30 milliards de dollars de PIB de plus pour l’UE
L’étude du CEPII affirme qu’un accord à l’OMC sur les bases actuelles serait bien équilibré et se traduirait par une croissance économique supplémentaire de 0,2 % au niveau mondial et 30 milliards de dollars de PIB de plus pour l’UE sur une base annuelle.

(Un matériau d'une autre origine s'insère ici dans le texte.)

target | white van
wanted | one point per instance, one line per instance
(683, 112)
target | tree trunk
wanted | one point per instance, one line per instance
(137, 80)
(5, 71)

Les auteurs concluent aussi que cet accord n’aurait pas d’effet négatif sur les salaires des travailleurs de l’UE. Les salaires de la main-d’œuvre qualifiée et non qualifiée augmenteraient même d’environ 0,3 %.
Dans le domaine agricole, ce qui est déjà sur la table de négociation du cycle de Doha se résume ainsi pour l’UE :
– baisse des droits d’importation de 60 % en moyenne (offre de 2008, après celle de 39% en 2005).
– réduction de 80 % des soutiens internes qui faussent la concurrence (-70 % dans le cas des Etats-Unis).
– accord pour éliminer les subventions à l’exportation en 2013 dans le cadre d’un accord global.